Doing the expected, at deep personal cost, is however neither sustainable nor honest to speak up may seem costly, but in the long run it will pay off, it is about not only knowing yourself, but loving yourself enough to name your needs. It requires both vulnerability and humility, I wonder how is it that we can learn love ourselves so that we might extend that love to others? Because I think that we have been taught to hate and despise ourselves, to put ourselves down to set ourselves aside, and dare I say that this is particularly true for women, and for any who identify as LGBTQI+, for neuro-diverse people, for people of colour…. well come on let me just say it, for any who aren’t straight white men.

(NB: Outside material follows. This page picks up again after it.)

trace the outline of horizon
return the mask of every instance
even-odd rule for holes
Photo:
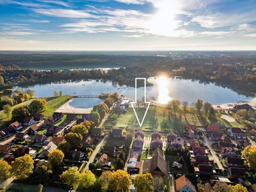
[[[256,50],[253,0],[0,0],[0,50]]]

Loving yourself when you have been taught that love need to be earned is tough, when you are expected to be or appear a certain way and you can’t live into the expectation brings in shame, shame begets shame and wants to be hidden, and so slips in the mask of agreeability. The yes person, who is a non-person because they have lost touch with themselves. I do realise that this can affect everybody, including straight white men, so I am not man bashing, just speaking from my own perspective where some of the privileges afforded to some aren’t mine. To take off the mask means encountering shame, which can be powerful, for usually it shouts loudly but has shallow roots, or it can be dealt with by an honest encounter with grace and self-forgiveness.
Perfect love casts out fear, so we are told, but it takes guts at times to put yourself in the way of perfect love, because imperfect love has too often been an imposter in our lives. It’s hard to love yourself when you follow people who degrade your humanity and teach you to hate yourself and to fear other people. It’s hard to love yourself when you’re being used by powerful people to carry out an agenda that buttresses their power but disempowers you. To be told that because of your gender you shouldn’t lead or preach something that still prevails in some corners of the church, or that because of your colour you are of lesser wort, something that still prevails in some corners of society, or that because of your sexuality you are an abomination; as before the list goes on.
All that said, the message of the gospel is one of perfect love, a perfect love that shines through the life of Jesus as he accepts the unacceptable and blesses the outcast, a love that challenges the systems political and religious, a love that can and longs to set us free. The Samaritan woman found that love when she encountered Jesus at a well in the middle of the day, neither of them should have been there, mid-day was not a good time for drawing water, and good Jewish men don’t hang around wells in Samaria! But, there they were, and as their conversation went on he revealed that he knew all about her, and offered her a new life, living water welling up from within, her true self set free to flow with a freshness that had long been stoppered up by fear and shame. Something must have utterly transformed her, because when she returned to the village where she had previously been shunned, the villagers receive her message with joy and flock out to see Jesus for themselves.
I need that transformation, I know that, and while I often preach , that, that love is possible, I fail to receive it because I am hiding behind my agreeable mask. The surprise is, that when I took that mask off, and stated my need, which required both vulnerability and humility, then I was met by love and grace, it was worth the risk.